Chip-maker Impinj pulls IPO, raises $21M privately
By Drew DeSilver
Seattle Times business reporter
Seattle-based Impinj formally pulled the plug on its dormant initial public offering Thursday, opting instead to raise a smaller amount of money privately.
The company, which makes chips for ultra-high-frequency radio ID tags, had hoped to raise as much as $100 million when it first filed for its IPO in April 2011.
But there had been no visible activity on the deal for more than a year. Impinj never even got around to specifying how much it wanted to raise or setting a price range for its shares.
Instead, according to a company statement and a Securities and Exchange Commission filing Thursday, Impinj raised $21.65 million this month from three dozen investors, including all of its biggest current owners.
The company plans to raise another $3 million or so by mid-August, Chief Financial Officer Evan Fein said in an interview, and retains the ability to raise a similar amount down the road.
"This equity funding is a strong endorsement by existing investors of Impinj's leading role in the RFID industry," Tom Alberg, managing director of Seattle's Madrona Venture Group, said in the statement. "We expect accelerating growth for Impinj and the industry with the use of RFID expanding into mainstream applications such as consumer products."
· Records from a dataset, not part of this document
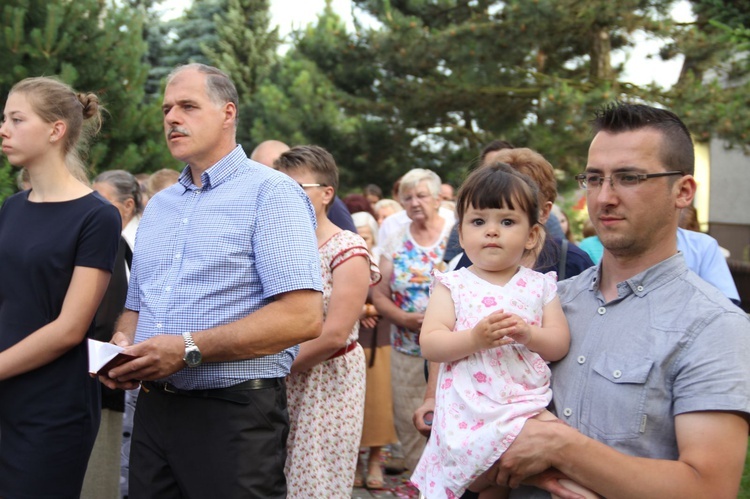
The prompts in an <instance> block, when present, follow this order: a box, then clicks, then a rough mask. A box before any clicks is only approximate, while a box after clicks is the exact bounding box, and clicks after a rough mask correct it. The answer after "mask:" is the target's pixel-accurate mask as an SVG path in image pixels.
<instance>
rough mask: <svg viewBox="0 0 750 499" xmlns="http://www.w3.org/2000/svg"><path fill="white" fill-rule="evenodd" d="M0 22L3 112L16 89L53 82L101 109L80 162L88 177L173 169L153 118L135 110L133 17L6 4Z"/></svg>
mask: <svg viewBox="0 0 750 499" xmlns="http://www.w3.org/2000/svg"><path fill="white" fill-rule="evenodd" d="M0 16H1V17H0V30H1V32H2V37H0V67H3V68H5V70H4V71H3V72H0V95H2V97H0V98H2V99H3V105H4V100H5V98H6V96H7V94H8V91H9V90H10V88H11V87H12V86H13V84H15V83H16V82H17V81H19V80H21V79H23V78H26V77H29V76H40V75H46V76H52V75H56V76H58V77H59V78H60V79H61V80H62V81H64V82H66V83H68V84H70V85H71V86H73V87H74V88H76V89H77V90H80V91H91V92H94V93H96V94H97V95H99V97H100V100H101V102H102V104H103V105H104V106H105V108H106V109H107V113H106V115H105V122H104V125H103V127H102V130H101V132H100V134H99V136H98V138H97V139H96V141H95V143H94V144H93V145H92V147H91V150H90V153H89V157H88V165H89V166H90V169H91V171H92V174H95V173H96V172H98V171H102V170H105V169H112V168H123V169H126V170H129V171H133V172H139V171H149V170H153V169H156V168H162V167H165V166H169V165H174V164H175V162H174V160H172V159H171V157H170V156H169V153H168V151H167V149H166V146H165V144H164V140H163V135H162V131H161V111H160V110H159V108H158V107H154V106H152V105H150V104H148V105H144V103H143V101H144V82H145V80H146V77H147V74H148V65H147V64H145V62H144V54H145V51H146V45H145V42H144V40H143V16H142V13H141V12H139V11H138V10H137V9H133V8H132V7H130V6H127V5H119V4H117V3H115V2H104V1H101V0H77V1H75V2H70V1H67V0H57V1H39V0H6V1H5V2H4V3H3V6H2V8H1V9H0ZM4 161H5V160H4ZM5 168H6V169H7V168H8V166H7V165H6V166H5ZM0 178H1V177H0ZM7 178H9V177H8V176H7V175H6V176H5V179H6V182H7ZM4 188H5V190H4V191H2V193H7V192H8V186H7V184H6V185H5V186H4ZM2 193H0V195H1V194H2Z"/></svg>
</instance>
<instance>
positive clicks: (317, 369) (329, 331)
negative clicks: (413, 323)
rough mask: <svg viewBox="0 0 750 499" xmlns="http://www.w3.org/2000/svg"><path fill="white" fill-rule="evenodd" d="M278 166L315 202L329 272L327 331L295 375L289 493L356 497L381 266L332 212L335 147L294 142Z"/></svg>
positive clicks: (303, 345)
mask: <svg viewBox="0 0 750 499" xmlns="http://www.w3.org/2000/svg"><path fill="white" fill-rule="evenodd" d="M274 168H276V169H277V170H279V171H281V172H282V173H286V174H287V175H289V176H290V177H292V178H293V179H294V180H296V181H297V182H298V183H299V184H300V187H302V189H304V190H305V192H306V193H307V196H308V197H309V198H310V201H311V203H312V205H313V208H315V215H316V218H317V222H318V226H317V228H316V231H315V234H316V236H317V238H318V251H319V252H320V269H321V272H322V278H323V317H324V319H323V332H322V334H321V335H320V337H318V338H316V339H314V340H311V341H308V342H305V343H303V344H302V345H300V351H299V355H298V356H297V358H296V359H295V361H294V363H293V364H292V373H291V374H290V375H289V377H288V378H287V390H288V393H287V396H288V401H289V438H288V440H287V453H288V456H287V460H286V467H285V469H284V473H285V475H286V479H287V487H288V491H287V493H288V497H289V498H292V499H293V498H308V497H349V496H350V495H351V490H352V485H353V484H354V471H355V466H356V463H357V456H358V453H359V442H360V438H361V435H362V421H363V418H364V403H365V356H364V352H363V350H362V347H361V346H359V343H357V337H358V334H359V317H360V314H361V312H362V307H363V306H364V304H365V300H366V299H367V292H368V290H369V288H370V285H371V284H374V283H376V282H377V281H378V280H379V279H380V272H379V271H378V269H377V266H376V265H375V264H374V262H372V261H371V259H370V253H369V251H368V250H367V244H366V243H365V241H364V240H363V239H362V238H361V237H360V236H359V235H357V234H355V233H353V232H349V231H347V230H341V229H340V228H339V227H338V226H336V225H334V224H333V222H331V221H330V220H329V219H328V216H327V212H328V210H329V208H330V206H331V203H333V199H334V197H335V195H336V187H337V186H338V169H337V167H336V163H335V162H334V160H333V157H332V156H331V155H330V154H329V153H328V151H326V150H325V149H323V148H321V147H317V146H297V147H293V148H291V149H290V150H288V151H286V152H284V153H283V154H281V156H280V157H279V158H278V159H277V160H276V161H275V162H274Z"/></svg>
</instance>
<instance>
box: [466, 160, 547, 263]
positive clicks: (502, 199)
mask: <svg viewBox="0 0 750 499" xmlns="http://www.w3.org/2000/svg"><path fill="white" fill-rule="evenodd" d="M472 206H473V207H474V208H475V209H479V210H484V209H503V208H506V209H511V210H521V211H524V212H525V213H526V215H527V216H528V217H529V227H534V226H539V227H540V228H541V229H542V232H541V234H542V236H541V237H540V243H539V244H538V245H537V248H536V251H535V253H537V254H538V251H539V250H540V249H541V246H542V243H543V242H544V230H543V229H544V226H543V225H542V224H541V223H539V213H540V212H539V188H538V187H537V186H536V184H535V183H534V181H533V180H531V178H530V177H529V176H528V175H524V174H523V173H520V172H518V171H516V170H514V169H513V168H512V167H511V166H509V165H507V164H505V163H494V164H492V165H488V166H482V167H480V168H477V169H476V170H474V171H473V172H472V173H471V174H470V175H469V176H468V177H467V179H466V180H465V181H464V183H463V184H462V185H461V188H460V189H459V190H458V197H457V199H456V215H457V223H458V227H459V230H460V228H461V224H462V222H463V219H464V215H465V213H466V211H467V210H468V209H469V207H472Z"/></svg>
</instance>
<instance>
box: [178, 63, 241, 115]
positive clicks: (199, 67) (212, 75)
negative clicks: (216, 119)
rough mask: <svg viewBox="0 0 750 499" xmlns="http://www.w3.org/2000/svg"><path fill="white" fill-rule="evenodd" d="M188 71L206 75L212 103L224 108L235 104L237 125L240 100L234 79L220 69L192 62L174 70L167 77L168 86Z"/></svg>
mask: <svg viewBox="0 0 750 499" xmlns="http://www.w3.org/2000/svg"><path fill="white" fill-rule="evenodd" d="M186 69H195V70H197V71H198V72H199V73H202V74H204V75H206V93H207V94H208V98H209V99H211V102H213V103H214V104H216V105H219V106H223V105H224V104H226V103H227V102H231V103H232V104H234V107H235V109H236V110H237V112H236V113H235V120H234V121H235V123H237V122H238V120H239V117H240V98H239V95H238V94H237V88H236V87H235V86H234V83H233V82H232V79H231V78H229V75H227V74H226V73H225V72H224V71H222V70H220V69H219V68H215V67H213V66H208V65H206V64H201V63H199V62H192V63H190V64H184V65H182V66H177V67H176V68H174V69H173V70H172V71H171V72H170V73H169V75H167V86H169V84H170V83H171V82H172V80H173V79H174V77H175V76H177V75H178V74H179V73H181V72H183V71H185V70H186Z"/></svg>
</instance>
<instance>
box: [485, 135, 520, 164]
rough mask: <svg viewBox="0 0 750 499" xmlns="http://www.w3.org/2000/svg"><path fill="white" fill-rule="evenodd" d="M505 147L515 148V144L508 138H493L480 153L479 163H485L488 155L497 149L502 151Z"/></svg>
mask: <svg viewBox="0 0 750 499" xmlns="http://www.w3.org/2000/svg"><path fill="white" fill-rule="evenodd" d="M503 149H513V144H511V143H510V142H508V141H507V140H499V139H498V140H493V141H492V142H490V143H489V144H487V145H486V146H484V149H482V153H481V154H480V155H479V164H483V163H484V160H485V158H487V155H488V154H490V153H493V152H496V151H502V150H503Z"/></svg>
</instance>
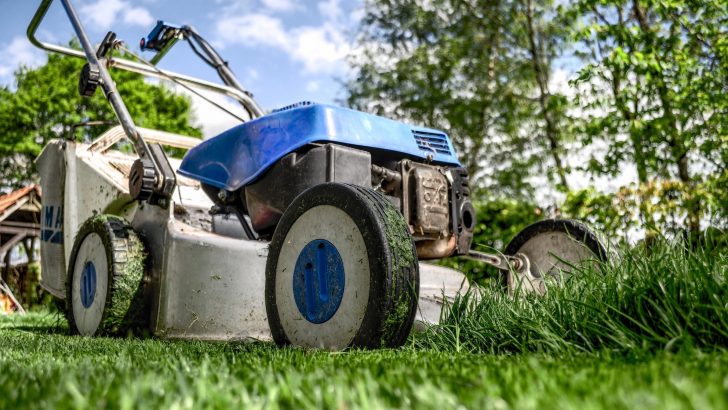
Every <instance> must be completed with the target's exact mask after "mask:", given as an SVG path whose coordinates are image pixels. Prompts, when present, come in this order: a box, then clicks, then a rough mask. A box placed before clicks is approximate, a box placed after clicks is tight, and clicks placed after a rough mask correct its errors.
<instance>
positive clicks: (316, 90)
mask: <svg viewBox="0 0 728 410" xmlns="http://www.w3.org/2000/svg"><path fill="white" fill-rule="evenodd" d="M319 89H321V83H319V82H318V81H315V80H312V81H309V82H308V83H306V92H309V93H315V92H316V91H318V90H319Z"/></svg>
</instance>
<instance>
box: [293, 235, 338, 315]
mask: <svg viewBox="0 0 728 410" xmlns="http://www.w3.org/2000/svg"><path fill="white" fill-rule="evenodd" d="M345 280H346V279H345V275H344V262H343V261H342V260H341V255H340V254H339V251H338V250H337V249H336V247H335V246H334V245H333V244H332V243H331V242H329V241H327V240H325V239H315V240H313V241H311V242H309V243H308V244H307V245H306V246H304V247H303V249H302V250H301V253H300V254H299V255H298V259H297V260H296V267H295V269H294V271H293V297H294V299H295V300H296V306H297V307H298V310H299V312H301V314H302V315H303V316H304V317H305V318H306V320H308V321H309V322H311V323H316V324H318V323H324V322H326V321H327V320H329V319H331V317H333V316H334V314H335V313H336V311H337V310H338V309H339V305H340V304H341V299H342V298H343V296H344V284H345Z"/></svg>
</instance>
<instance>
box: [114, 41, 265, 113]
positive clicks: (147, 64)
mask: <svg viewBox="0 0 728 410" xmlns="http://www.w3.org/2000/svg"><path fill="white" fill-rule="evenodd" d="M119 47H120V48H121V49H122V50H124V51H125V52H127V53H129V54H130V55H132V56H134V57H135V58H136V59H138V60H139V61H141V62H142V63H143V64H145V65H147V66H149V67H151V68H152V69H153V70H154V71H156V72H157V73H158V74H159V75H161V76H162V77H164V78H166V79H168V80H170V81H172V82H173V83H175V84H177V85H179V86H180V87H182V88H184V89H186V90H187V91H189V92H191V93H193V94H195V95H196V96H198V97H200V98H202V99H203V100H205V101H207V102H208V103H210V104H212V105H214V106H215V107H217V108H219V109H221V110H222V111H224V112H226V113H227V114H228V115H230V116H231V117H233V118H235V119H237V120H239V121H240V122H246V120H245V119H243V117H241V116H239V115H237V114H235V113H234V112H232V111H230V110H228V109H227V108H225V107H223V106H222V105H220V104H218V103H217V102H215V101H213V100H211V99H209V98H207V97H206V96H204V95H202V93H200V92H198V91H197V90H195V89H194V88H192V87H190V86H188V85H187V84H185V83H183V82H182V81H179V80H177V79H176V78H174V77H172V76H171V75H167V73H165V72H164V71H162V70H160V69H159V68H157V66H155V65H154V64H152V63H150V62H148V61H147V60H145V59H143V58H142V57H140V56H138V55H137V54H135V53H134V52H133V51H131V50H129V49H128V48H127V47H126V46H124V45H120V46H119ZM243 108H245V107H243ZM245 111H246V112H247V113H248V115H250V114H251V113H250V111H248V110H247V109H246V110H245ZM250 118H253V117H252V116H251V117H250Z"/></svg>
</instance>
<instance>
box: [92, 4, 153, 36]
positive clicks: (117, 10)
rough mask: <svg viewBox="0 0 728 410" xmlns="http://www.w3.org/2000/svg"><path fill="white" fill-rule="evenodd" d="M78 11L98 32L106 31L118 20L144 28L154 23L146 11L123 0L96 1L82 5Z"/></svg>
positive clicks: (144, 8) (144, 9)
mask: <svg viewBox="0 0 728 410" xmlns="http://www.w3.org/2000/svg"><path fill="white" fill-rule="evenodd" d="M80 11H81V15H82V16H83V19H84V20H85V21H87V22H89V23H91V24H93V25H94V26H95V28H96V29H97V30H99V31H105V30H108V29H109V28H111V26H112V25H113V24H114V23H115V22H116V21H117V20H119V19H121V20H122V21H123V22H124V23H125V24H127V25H130V26H144V27H146V26H149V25H151V24H152V23H154V18H152V15H151V14H150V13H149V11H148V10H147V9H145V8H143V7H134V6H132V5H131V4H130V3H129V2H128V1H125V0H96V1H95V2H92V3H85V4H82V5H81V7H80Z"/></svg>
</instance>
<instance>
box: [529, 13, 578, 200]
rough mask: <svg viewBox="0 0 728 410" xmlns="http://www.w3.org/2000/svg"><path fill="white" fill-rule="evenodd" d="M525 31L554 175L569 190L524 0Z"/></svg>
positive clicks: (539, 40)
mask: <svg viewBox="0 0 728 410" xmlns="http://www.w3.org/2000/svg"><path fill="white" fill-rule="evenodd" d="M526 30H527V31H528V44H529V52H530V54H531V65H532V66H533V72H534V74H535V77H536V83H537V84H538V89H539V96H538V100H539V105H540V106H541V116H542V117H543V120H544V122H545V124H546V127H545V134H546V139H547V140H548V141H549V148H550V153H551V156H552V158H553V160H554V165H555V166H556V173H557V174H558V176H559V182H560V183H561V186H562V187H563V189H565V190H567V191H568V190H569V184H568V182H567V181H566V169H565V167H564V164H563V160H562V158H561V153H560V151H561V144H560V141H559V135H558V132H557V130H556V121H555V120H554V118H553V113H552V112H551V110H550V109H549V106H548V98H549V97H550V95H551V93H550V92H549V88H548V87H549V85H548V82H549V77H550V75H549V68H548V66H547V65H546V64H545V62H544V61H543V59H544V58H545V57H544V56H543V53H542V52H541V50H542V47H541V46H539V44H540V40H539V39H538V38H537V36H536V30H535V29H534V26H533V2H532V0H526Z"/></svg>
Madrona owned 13.6 percent of Impinj as of the latest draft IPO prospectus in July 2011. It and three other venture-capital firms owned about 53 percent of the company at that time.
Intel owned 6.6 percent, co-founder and Chairman Chris Diorio 10.2 percent, and CEO William Colleran 5.1 percent, according to the draft.
In its statement, Impinj said it had withdrawn the IPO because the private financing "fulfills the company's capital needs for the foreseeable future."
But, the company added, at some point it intends to file a new IPO application under the provisions of the "Jumpstart Our Business Startups," or JOBS, Act.
That measure, enacted earlier this year, exempts "emerging growth companies" from several requirements of federal securities law.
Under the JOBS Act, eligible companies can delay adopting new or revised accounting standards; disclose less information about executive pay; keep shareholders from voting on pay arrangements; and avoid hiring outside auditors to attest to the effectiveness of their internal controls.
Impinj hasn't disclosed any financial data since the first quarter of 2011, in which it said it had lost $1.8 million on sales of $12.3 million.